Tudo de bom para a vossa alcateia
lobita: infelizmente sei que nem todos os meninos "especiais" têm pais especiais. há uns meses atrás, enquanto esperava para a consulta de fisiatria, vi um miúdo de 9 anos completamente "enrolado", resultado de uma evolução sem qualquer intervenção terapêutica. ao comentar o caso com o fisiatra, ele disse-me que não era caso único. infelizmente nem todas os pais têm abertura mental, cultura, disponibilidade. não tomemos a parte pelo todo. este grupo de pais dos blogs não representa a realidade que está lá fora...
Já falei deste e de outros blogs aos pais da minha sobrinha, no entanto eles parecem ignorar por completo. E por saber a realidade que está lá fora... Tenho muito medo de não me "meter" o suficiente e laméntá-lo para sempre, porque como diz, os primeiros tempos são cruciais.É como se existisse uma barreira entre o mundo exterior e os pais da minha menina. Como pode calcular não sou a única pessoa da família empenhada em ajudar e que também pode ajudar com a sua formação, mas são justamente esses os mais repelidos. Estamos à espera que arranjem coragem para fazer a ressonância magnética, mas ainda não lhes passou a "raiva" ao médico que a prescreveu. É tão difícil ver a dor com que lutam. Os psicólogos tentam ajudar, mas não está a ser fácil. Um abraço. Lina
lina: volto a dizer que estou "available" por mail. não me quero intrometer, mas se for preciso eu escrevo-lhes, é só dizer-me o mail deles. se quer um conselho, meta-se, zangue-se, seja "chata", mas sem ir áquele ponto em que o contacto se quebra. alguém tem que quebrar esse muro que eles estão a erguer à volta deles...
Agradeço mais uma vez a disponibilidade.
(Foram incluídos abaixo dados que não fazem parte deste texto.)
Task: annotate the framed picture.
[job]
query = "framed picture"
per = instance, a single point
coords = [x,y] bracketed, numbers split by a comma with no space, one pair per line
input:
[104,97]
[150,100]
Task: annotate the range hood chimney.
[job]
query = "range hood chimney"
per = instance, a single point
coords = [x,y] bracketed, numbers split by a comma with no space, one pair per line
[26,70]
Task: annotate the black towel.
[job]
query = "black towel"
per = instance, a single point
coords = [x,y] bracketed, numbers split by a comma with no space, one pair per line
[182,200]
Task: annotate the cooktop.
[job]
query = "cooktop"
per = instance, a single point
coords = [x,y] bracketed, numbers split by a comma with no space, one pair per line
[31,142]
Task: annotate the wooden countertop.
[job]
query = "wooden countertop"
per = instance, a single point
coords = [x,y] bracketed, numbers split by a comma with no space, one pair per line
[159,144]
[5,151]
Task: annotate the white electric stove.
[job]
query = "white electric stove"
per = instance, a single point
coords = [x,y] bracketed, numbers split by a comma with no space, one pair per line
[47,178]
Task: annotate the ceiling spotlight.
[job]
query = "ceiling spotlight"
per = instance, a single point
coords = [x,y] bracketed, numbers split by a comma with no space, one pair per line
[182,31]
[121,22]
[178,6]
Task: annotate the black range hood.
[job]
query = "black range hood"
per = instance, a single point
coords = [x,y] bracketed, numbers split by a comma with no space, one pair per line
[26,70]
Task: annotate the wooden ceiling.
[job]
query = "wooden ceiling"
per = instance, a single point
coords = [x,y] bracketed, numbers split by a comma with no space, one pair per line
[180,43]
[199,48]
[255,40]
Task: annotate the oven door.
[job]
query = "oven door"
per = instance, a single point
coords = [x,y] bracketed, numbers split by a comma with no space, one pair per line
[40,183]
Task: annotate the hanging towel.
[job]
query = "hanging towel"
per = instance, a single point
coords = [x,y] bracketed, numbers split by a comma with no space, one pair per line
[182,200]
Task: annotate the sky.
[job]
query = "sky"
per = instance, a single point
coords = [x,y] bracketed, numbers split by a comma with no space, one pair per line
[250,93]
Vou averiguar a possibilidade. Talvez seja mais fácil depois do diagnóstico com a ressonância magnética. Um abraço. Lina
Ola. É a primeira vez que deixo um comentário aqui 'deste lado' e só queria dizer que este blog faz parte da minha leitura diária. Pela autenticidade, pela sensibilidade, pela emoção que passa através das teclas, por tudo quanto tenho aprendido aqui para mim e para o meu dia a dia profissional.
Parabéns pela força, pela coragem, pelo Amor, por tudo quanto conseguem dar a um menino que conhece aquilo que muitos nunca sentiram: O amor incondicional e a mão carinhosa e sensível que ajuda a subir o próximo degrau.
Nem todas as pessoas têm recursos internos para conseguirem dar. A ferida que fica na alma quando não se conheceu o amor incondicional na infância poderá ser mais limitante que a deficiência física.
O Pedro é um menino com sorte.
É muito bom ler este blog.
Bem Hajam e felicidades para o Pedro e para a Família.